Malgré un ralentissement du marché de l’emploi en Belgique et un taux de chômage avoisinant les 6,5 %, les entreprises continuent de faire face à d’importantes difficultés pour recruter. Selon une enquête récente menée par Robert Half, 66 % des responsables du recrutement déclarent éprouver des difficultés à trouver les bons candidats, tandis que 65 % identifient la fidélisation des talents comme un enjeu majeur pour 2026.
Ce constat met en lumière un paradoxe persistant : même dans un contexte de repli des offres d’emploi, la pénurie de profils qualifiés reste bien réelle. Elle constitue d’ailleurs le principal obstacle pour 75 % des recruteurs en PME, 71 % dans les entreprises de taille moyenne et encore 54 % dans les grandes structures.
« Bon nombre d’entreprises constatent un ralentissement du marché du travail, mais cela ne signifie pas pour autant qu’il devient soudainement plus facile de trouver les bons talents », explique Solange Meunier, Director chez Robert Half. « Il reste difficile de mettre en adéquation les compétences recherchées avec les profils disponibles sur le marché du travail. »
Des stratégies de recrutement en pleine évolution
Face à ces difficultés, les entreprises adaptent leurs méthodes pour attirer et retenir les talents. Une large majorité d’entre elles renforce ainsi sa communication autour de la marque employeur et de la culture d’entreprise, dans le but de séduire un vivier de candidats plus large.
La question de la flexibilité du travail reste également centrale. « Au cours des dernières années, les candidats ont adapté leur vie personnelle à la flexibilité qu’ils avaient obtenue », souligne Solange Meunier. « Parallèlement, nous constatons que les entreprises mettent à nouveau davantage l’accent sur la présence au bureau, ce qui crée un tiraillement évident. »

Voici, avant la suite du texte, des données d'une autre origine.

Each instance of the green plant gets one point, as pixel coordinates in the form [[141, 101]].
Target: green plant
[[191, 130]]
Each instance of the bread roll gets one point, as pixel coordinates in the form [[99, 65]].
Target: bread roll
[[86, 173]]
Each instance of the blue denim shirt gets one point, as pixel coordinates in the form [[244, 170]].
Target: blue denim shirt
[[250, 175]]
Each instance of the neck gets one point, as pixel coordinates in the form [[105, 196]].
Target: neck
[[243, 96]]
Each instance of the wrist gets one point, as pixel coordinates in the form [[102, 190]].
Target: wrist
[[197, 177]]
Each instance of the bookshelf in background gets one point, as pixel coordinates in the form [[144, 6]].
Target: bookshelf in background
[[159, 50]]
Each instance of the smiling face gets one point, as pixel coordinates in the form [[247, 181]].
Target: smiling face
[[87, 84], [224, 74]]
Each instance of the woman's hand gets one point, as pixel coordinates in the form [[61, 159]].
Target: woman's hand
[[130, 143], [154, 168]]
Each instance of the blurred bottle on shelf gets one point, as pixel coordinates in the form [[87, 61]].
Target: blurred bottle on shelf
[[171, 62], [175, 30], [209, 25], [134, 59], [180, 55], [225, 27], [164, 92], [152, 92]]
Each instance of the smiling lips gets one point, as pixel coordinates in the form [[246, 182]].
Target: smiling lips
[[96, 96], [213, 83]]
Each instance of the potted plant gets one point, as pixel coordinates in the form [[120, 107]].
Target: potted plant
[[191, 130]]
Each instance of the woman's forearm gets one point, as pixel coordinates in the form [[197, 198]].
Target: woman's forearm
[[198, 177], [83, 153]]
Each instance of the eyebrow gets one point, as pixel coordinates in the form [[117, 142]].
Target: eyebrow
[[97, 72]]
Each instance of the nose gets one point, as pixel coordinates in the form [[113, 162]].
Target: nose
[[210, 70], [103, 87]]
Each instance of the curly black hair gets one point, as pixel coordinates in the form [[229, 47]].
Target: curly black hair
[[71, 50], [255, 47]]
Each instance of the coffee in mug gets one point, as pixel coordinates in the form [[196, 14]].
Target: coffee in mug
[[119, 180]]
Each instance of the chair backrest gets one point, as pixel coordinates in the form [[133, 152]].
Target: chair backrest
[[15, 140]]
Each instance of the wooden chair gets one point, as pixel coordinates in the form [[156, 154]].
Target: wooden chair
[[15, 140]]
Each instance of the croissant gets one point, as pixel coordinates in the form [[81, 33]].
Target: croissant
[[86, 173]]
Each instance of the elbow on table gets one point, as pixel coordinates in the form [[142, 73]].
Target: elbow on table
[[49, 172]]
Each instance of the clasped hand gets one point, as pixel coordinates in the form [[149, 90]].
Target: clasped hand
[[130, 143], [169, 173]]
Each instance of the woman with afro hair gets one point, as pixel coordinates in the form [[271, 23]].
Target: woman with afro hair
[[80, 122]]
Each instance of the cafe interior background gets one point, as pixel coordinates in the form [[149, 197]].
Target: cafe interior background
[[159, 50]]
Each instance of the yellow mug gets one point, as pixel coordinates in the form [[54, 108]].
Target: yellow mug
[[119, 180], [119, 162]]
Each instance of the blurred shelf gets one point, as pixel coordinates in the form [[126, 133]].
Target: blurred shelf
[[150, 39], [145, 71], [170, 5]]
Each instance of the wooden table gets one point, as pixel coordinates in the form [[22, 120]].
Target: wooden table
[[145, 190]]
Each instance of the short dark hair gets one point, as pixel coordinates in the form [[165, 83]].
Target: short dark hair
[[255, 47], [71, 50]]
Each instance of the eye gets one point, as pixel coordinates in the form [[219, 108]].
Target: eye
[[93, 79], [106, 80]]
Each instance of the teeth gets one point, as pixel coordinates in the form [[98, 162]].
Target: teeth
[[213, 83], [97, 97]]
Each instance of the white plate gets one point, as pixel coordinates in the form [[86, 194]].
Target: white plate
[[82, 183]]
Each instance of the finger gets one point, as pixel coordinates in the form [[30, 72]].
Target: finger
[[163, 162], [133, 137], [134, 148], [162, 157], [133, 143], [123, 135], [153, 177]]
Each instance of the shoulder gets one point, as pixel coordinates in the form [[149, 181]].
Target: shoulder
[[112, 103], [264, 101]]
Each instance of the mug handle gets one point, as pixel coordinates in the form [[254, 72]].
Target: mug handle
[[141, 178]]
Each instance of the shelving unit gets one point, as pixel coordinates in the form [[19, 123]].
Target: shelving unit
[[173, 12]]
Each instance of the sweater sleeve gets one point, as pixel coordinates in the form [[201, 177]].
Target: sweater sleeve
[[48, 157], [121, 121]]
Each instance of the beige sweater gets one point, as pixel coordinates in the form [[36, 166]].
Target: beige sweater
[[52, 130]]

Par ailleurs, de nombreuses organisations revoient leurs critères de recrutement. Plus de 80 % des PME et des entreprises de taille moyenne déclarent assouplir certaines exigences afin de ne pas écarter des profils potentiellement intéressants.
« Un nombre grandissant d’entreprises s’orientent vers une approche plus axée sur les compétences », précise Solange Meunier. « Au lieu de se concentrer uniquement sur les diplômes ou les parcours professionnels classiques, les entreprises s’intéressent davantage aux compétences concrètes dont dispose un candidat et à sa capacité à en acquérir de nouvelles rapidement. »
Les grandes entreprises, quant à elles, se tournent davantage vers des partenaires externes afin d’accéder plus rapidement à des profils rares.
« Le défi ne réside plus tant dans la recherche de candidats, mais bien dans la capacité à repérer les bons talents », conclut-elle.